To some extent this has been articulated well by many health activists and advocacy organisations. They seem to have won the day when the multinationals unsuspectingly dropped their legal action last week. This may have been a bitter pill for the multinational drug companies to swallow, but it is long overdue.
Many developing countries are still combating long-standing and re-emerging diseases such as tuberculosis and malaria with no or limited supply of the much needed drugs. In fact, WHO estimated two billion people are reported to have no access to drugs deemed essential for basic health care.
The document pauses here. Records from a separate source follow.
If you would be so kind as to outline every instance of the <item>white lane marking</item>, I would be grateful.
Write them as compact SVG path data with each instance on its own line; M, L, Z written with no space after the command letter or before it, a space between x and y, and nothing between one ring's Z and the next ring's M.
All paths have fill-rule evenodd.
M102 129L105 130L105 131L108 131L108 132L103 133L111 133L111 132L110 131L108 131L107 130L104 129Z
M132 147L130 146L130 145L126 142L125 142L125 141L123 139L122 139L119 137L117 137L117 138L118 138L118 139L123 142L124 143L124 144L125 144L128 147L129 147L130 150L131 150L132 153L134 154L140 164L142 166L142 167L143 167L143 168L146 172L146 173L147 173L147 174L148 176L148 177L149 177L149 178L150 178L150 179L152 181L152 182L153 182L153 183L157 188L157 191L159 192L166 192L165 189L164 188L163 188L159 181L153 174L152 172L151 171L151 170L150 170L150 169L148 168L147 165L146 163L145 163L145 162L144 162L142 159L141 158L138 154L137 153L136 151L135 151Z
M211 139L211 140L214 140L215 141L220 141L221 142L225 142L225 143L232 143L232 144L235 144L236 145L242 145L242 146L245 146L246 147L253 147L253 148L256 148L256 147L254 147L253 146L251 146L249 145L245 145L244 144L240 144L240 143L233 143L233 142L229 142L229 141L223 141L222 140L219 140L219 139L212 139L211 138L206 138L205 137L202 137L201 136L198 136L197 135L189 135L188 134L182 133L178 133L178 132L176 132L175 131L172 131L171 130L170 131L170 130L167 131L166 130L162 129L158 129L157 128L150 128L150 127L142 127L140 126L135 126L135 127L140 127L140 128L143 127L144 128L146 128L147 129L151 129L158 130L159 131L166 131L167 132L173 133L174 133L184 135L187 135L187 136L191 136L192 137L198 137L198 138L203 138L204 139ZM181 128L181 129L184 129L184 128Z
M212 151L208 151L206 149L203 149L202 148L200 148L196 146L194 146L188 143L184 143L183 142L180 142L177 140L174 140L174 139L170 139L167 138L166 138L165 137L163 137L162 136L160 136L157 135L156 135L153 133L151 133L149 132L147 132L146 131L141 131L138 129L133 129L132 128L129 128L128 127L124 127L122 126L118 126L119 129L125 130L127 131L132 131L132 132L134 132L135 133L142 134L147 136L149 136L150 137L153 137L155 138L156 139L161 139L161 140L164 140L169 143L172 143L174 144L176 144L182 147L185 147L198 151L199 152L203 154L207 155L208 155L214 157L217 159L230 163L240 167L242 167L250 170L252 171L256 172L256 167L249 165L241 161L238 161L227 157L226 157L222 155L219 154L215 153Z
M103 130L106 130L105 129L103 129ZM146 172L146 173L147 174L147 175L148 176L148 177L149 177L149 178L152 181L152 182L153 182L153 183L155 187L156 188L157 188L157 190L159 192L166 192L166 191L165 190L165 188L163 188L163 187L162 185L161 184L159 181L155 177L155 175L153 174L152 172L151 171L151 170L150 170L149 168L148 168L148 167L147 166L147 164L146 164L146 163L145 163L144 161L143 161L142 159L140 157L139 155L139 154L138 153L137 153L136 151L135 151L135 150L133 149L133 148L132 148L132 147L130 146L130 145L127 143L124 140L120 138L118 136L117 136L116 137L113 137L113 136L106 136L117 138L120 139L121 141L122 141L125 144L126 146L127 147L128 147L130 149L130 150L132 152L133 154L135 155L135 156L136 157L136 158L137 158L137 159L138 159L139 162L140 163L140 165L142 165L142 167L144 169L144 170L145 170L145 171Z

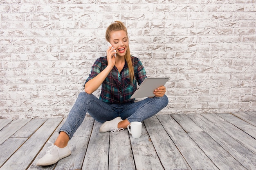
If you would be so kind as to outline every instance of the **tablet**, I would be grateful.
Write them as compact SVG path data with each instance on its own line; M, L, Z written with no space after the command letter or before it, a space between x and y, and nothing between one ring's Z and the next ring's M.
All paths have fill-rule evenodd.
M146 78L130 98L154 96L154 90L164 85L169 78L168 77Z

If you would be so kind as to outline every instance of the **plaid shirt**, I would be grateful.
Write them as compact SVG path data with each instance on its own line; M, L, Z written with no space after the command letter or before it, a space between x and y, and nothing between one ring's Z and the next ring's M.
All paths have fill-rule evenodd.
M132 56L131 58L136 80L130 82L129 69L126 61L120 73L117 68L114 66L101 85L99 99L103 102L110 103L122 103L134 101L135 99L130 98L137 89L137 82L140 85L146 78L146 76L144 67L139 59ZM98 59L93 64L91 74L85 83L97 76L107 65L106 57Z

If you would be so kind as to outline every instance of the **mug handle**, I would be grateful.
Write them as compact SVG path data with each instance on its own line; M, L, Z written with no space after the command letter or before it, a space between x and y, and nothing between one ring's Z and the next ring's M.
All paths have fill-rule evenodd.
M132 134L132 132L131 132L131 130L130 129L130 126L131 126L130 124L128 124L128 125L127 125L127 129L128 130L128 131L129 131L129 132L130 132L130 134Z

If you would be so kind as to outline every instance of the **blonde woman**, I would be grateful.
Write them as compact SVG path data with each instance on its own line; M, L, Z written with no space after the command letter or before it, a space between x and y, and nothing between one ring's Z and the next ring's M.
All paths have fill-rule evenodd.
M130 55L127 30L122 22L111 24L106 38L112 45L107 50L107 56L98 59L92 65L85 83L85 91L79 94L55 143L37 165L53 164L71 154L67 143L87 112L103 123L99 132L114 132L124 130L132 122L142 122L153 116L168 103L164 86L154 91L154 97L136 102L130 98L137 83L140 85L146 78L144 67L138 58ZM98 98L92 93L101 85Z

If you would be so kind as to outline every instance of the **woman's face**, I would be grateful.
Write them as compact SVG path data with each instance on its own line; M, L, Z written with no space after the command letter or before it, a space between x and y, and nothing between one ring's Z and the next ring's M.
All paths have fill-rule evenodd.
M110 43L117 50L117 56L124 56L128 46L128 38L123 30L113 31L110 34Z

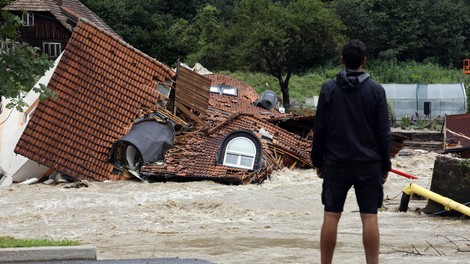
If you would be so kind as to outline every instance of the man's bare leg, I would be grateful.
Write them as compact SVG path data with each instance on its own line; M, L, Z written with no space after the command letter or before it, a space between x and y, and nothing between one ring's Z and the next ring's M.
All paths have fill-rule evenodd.
M321 263L330 264L336 247L336 236L341 213L324 212L320 235Z
M366 253L367 264L379 263L380 234L376 214L363 214L362 219L362 243Z

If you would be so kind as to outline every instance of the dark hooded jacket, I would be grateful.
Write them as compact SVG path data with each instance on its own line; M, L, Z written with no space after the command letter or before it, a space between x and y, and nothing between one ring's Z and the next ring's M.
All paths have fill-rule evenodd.
M343 70L322 86L315 117L311 158L380 161L391 169L391 133L385 90L362 71Z

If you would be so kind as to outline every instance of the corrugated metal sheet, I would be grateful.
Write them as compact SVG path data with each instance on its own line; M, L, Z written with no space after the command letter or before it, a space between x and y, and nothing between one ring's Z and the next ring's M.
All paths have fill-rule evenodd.
M470 114L446 116L446 139L470 147Z
M184 66L178 67L175 97L178 104L207 115L209 107L211 80Z

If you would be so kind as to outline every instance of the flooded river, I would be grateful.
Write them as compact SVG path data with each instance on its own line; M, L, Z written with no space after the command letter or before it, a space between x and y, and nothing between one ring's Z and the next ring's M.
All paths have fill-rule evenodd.
M398 212L403 187L431 185L437 154L396 157L379 212L381 263L468 263L470 222ZM261 185L214 182L43 184L0 188L0 236L78 240L98 259L197 258L214 263L319 263L322 180L313 170L283 170ZM335 263L364 263L361 222L351 191Z

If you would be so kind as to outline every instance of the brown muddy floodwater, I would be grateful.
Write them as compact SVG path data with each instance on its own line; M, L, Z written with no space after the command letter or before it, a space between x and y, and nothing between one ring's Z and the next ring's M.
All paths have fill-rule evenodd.
M431 185L437 154L396 157L379 213L381 263L469 263L470 222L420 214L425 200L398 212L403 187ZM78 240L98 259L196 258L214 263L319 263L322 180L283 170L261 185L207 182L43 184L0 188L0 236ZM351 191L335 263L364 263L361 223Z

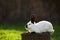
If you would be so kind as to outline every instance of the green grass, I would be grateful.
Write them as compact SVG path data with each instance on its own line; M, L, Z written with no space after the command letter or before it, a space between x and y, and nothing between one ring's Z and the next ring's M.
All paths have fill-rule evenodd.
M0 40L21 40L21 31L0 30Z
M21 40L21 34L25 32L24 25L0 25L0 40ZM54 25L54 29L51 40L60 40L60 26Z

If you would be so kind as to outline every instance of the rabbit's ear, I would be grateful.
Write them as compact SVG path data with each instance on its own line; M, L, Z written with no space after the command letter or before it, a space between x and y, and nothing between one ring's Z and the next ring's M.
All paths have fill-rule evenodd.
M36 15L35 14L32 14L31 15L31 22L34 24L34 22L35 22L35 18L36 18Z

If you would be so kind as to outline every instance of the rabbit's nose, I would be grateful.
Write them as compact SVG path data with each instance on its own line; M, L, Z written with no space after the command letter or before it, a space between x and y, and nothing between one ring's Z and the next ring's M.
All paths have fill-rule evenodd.
M28 28L28 26L26 25L26 28Z

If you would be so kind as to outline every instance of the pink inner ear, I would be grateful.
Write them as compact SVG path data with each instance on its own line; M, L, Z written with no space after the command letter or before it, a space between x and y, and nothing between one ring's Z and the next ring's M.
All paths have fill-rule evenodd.
M35 18L36 18L35 15L32 15L32 16L31 16L31 22L32 22L33 24L34 24Z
The recent lawsuit fiasco underscores that "the debate over supplying the Third World with AIDS drugs shows that large corporations cannot simply determine the rules of the game of the globalised economy as they see fit" to quote an article in Thailand's leading newspaper (The Nation, April 23).
This is a precedent that must not be overlooked in attempting to restructure the global drug supply system into one that is more rational, transparent and equitable.
Similar notion have been deliberated time and again by the World Health Assembly. It endorsed the resolution on Revised Drug Strategy, the last being in May 1999 that supports such a demand.
In fact as late as March 2001, the European Parliament adopted a similar resolution on access to drugs specifically for people with HIV/AIDS in developing countries. The new phase of struggle to seek justice for a more affordable and safe drug has just begun.
This will be the focus of the next World Health Assembly next month. Until the counter strategy of 'People, Political will and Public health' prevails over that of the drug companies, billions will continue to suffer from yet another unjust global system.